First some background: Vitamin D does not meet the technical definition of a vitamin as something that is essential to human health but that cannot be produced by the body. Vitamin D is essential to our health (used in calcium and phosphorous metabolism, a strong role in the immune system, anti-cancer properties, and much more); however it can be produced by our bodies when we are exposed to the UVB rays of the sun. This role of sunlight was not known when the substance was first discovered and named. Once something is named, the name usually sticks, so Vitamin D it is and will remain.

Cholecalciferol or Vitamin D3, is the natural form of vitamin D for humans. Vitamin D3 is produced in the skin with sunlight exposure. Vitamin D2, known as ergocalciferol, is a compound produced by irradiating yeast with ultraviolet light. As a supplement, Vitamin D3 is much easier to metabolize than the D2 form.

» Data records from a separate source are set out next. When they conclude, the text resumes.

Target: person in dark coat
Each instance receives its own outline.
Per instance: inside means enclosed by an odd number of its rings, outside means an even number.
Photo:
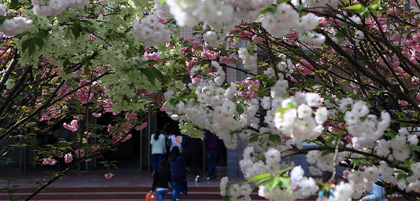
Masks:
[[[156,192],[158,201],[163,201],[163,198],[168,193],[169,182],[171,182],[171,170],[166,160],[162,158],[153,175],[153,184],[150,191],[151,193]]]
[[[181,147],[182,147],[182,156],[185,160],[185,165],[187,169],[189,170],[188,167],[192,167],[194,174],[196,175],[196,182],[198,182],[200,175],[198,174],[198,169],[197,168],[197,152],[200,149],[200,141],[199,138],[193,138],[187,135],[182,137],[182,142]]]
[[[207,158],[207,167],[209,177],[207,180],[213,180],[217,178],[218,171],[216,167],[216,156],[218,154],[218,143],[219,138],[209,130],[204,129],[204,142],[206,142],[206,155]]]
[[[185,160],[181,156],[178,146],[171,151],[169,156],[169,169],[171,169],[171,184],[172,184],[172,200],[179,200],[181,182],[185,180]]]

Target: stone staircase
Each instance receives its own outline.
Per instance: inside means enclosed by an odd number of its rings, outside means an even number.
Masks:
[[[149,188],[54,188],[48,189],[31,200],[145,200]],[[17,198],[25,199],[34,192],[32,189],[15,189]],[[222,200],[219,188],[192,187],[188,189],[188,195],[181,193],[181,200]],[[165,200],[171,200],[172,192],[169,191]],[[251,194],[253,200],[262,200],[258,191]],[[8,192],[0,192],[0,200],[10,200]]]
[[[45,192],[40,193],[30,200],[39,201],[132,201],[145,200],[149,188],[144,187],[119,187],[119,188],[51,188],[47,189]],[[171,190],[171,189],[170,189]],[[33,189],[17,189],[14,195],[17,200],[25,200],[25,198],[34,191]],[[180,195],[181,200],[222,200],[220,189],[218,187],[189,187],[188,195],[182,193]],[[258,190],[255,189],[251,195],[252,200],[266,200],[258,196]],[[171,200],[172,192],[169,191],[165,196],[165,200]],[[301,201],[315,200],[315,196],[311,196]],[[0,200],[10,200],[7,191],[0,192]],[[406,200],[399,197],[395,200]]]

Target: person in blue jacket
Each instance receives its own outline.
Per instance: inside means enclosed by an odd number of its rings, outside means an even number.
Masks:
[[[381,181],[380,179],[378,180]],[[385,193],[385,188],[373,182],[372,191],[369,192],[369,195],[361,198],[360,201],[388,201],[387,198],[384,198]]]
[[[185,180],[185,160],[181,156],[178,147],[175,146],[169,156],[169,169],[171,170],[171,184],[172,184],[172,200],[179,200],[181,182]]]
[[[323,183],[326,183],[326,182],[335,183],[335,179],[331,180],[332,177],[333,177],[332,172],[330,172],[329,171],[324,171],[324,173],[322,173],[322,182]],[[318,198],[322,198],[322,197],[326,197],[326,198],[334,197],[333,193],[334,193],[333,189],[330,189],[328,192],[324,192],[324,191],[319,191],[318,192]]]

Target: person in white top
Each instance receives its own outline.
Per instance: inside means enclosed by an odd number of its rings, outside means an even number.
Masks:
[[[166,153],[166,145],[165,143],[165,135],[162,133],[163,130],[158,128],[157,134],[153,134],[150,138],[151,145],[151,157],[153,158],[153,172],[158,167],[159,161],[163,158],[163,154]]]
[[[168,140],[171,140],[171,149],[169,151],[172,151],[172,148],[176,146],[180,149],[180,153],[182,153],[182,147],[181,146],[182,136],[179,134],[179,131],[176,130],[173,131],[168,137]]]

There is some controversy over the optimal amounts of Vitamin D. The 400 IU amounts of Vitamin D found in many multiple vitamins are usually sufficient to prevent severe deficiencies but are usually not enough to provide optimal amounts. 2000 IU is usually taken as a safe optimal daily dose when supplementing; the only way to know for sure is have your Vitamin D levels tested. Blood levels of Vitamin D less than 20 ng/ml (nanograms per milliliter) is considered deficient while somewhere between 40 ng/ml and 70 ng/ml is considered optimal

Now for sunlight: 30 minutes of summer sunlight can produce up to 20,000 IU of Vitamin D for someone exposed to the mid-day sun while wearing a bathing suit without sunscreen. However, at our latitude, little or no Vitamin D will be produced by sunlight exposure from November through March. I had my Vitamin D levels tested in early April which should be somewhere near the annual low—mine was at 17 ng/ml which is just below the minimum recommended 20 ng/ml. Now it is May, and sunlight is abundant so I expect my levels by the fall will be quite high again. I think I’ll get retested then just to see…

The latest research shows that the dangers of too little sunshine exposure with subsequent low Vitamin D levels far exceed the dangers of too much sunlight exposure. (Don’t get sunburned though!) This leads to the following question: Why not simply supplement with vitamin D3 and not worry about getting sunshine? To me, this is similar to the question of why not just supplement with vitamins and ignore what we eat. I think that just as we are discovering that there are many previously unknown micro-nutrients that our bodies need in foods, we will discover that sunshine helps our bodies produce far more than simple Vitamin D.

Science is beginning to show this. Here’s a link about a study showing that the effects of sunlight were greater than the effects of Vitamin D in reducing the incidence of multiple sclerosis symptoms: http://www.eurekalert.org/pub_releases/2010-03/uow-sel032210.php

Over time, I think that many other studies of this nature will be performed. In the meantime, heliotherapy (therapy with sunshine) has a long and successful history of promoting wellness and curing disease. Sunshine is cheap and abundant this time of year, so get out in the sun! Start with 15 or 20 minutes at a time with no sunscreen, but don’t let yourself get sunburned. For most of you, 90 to 150 minutes per week of direct mid-day sun should be sufficient. You will feel so much more relaxed!   In October, when the sun starts to get lower in the sky, I’ll recommend some vitamin D3 supplementation for many of you.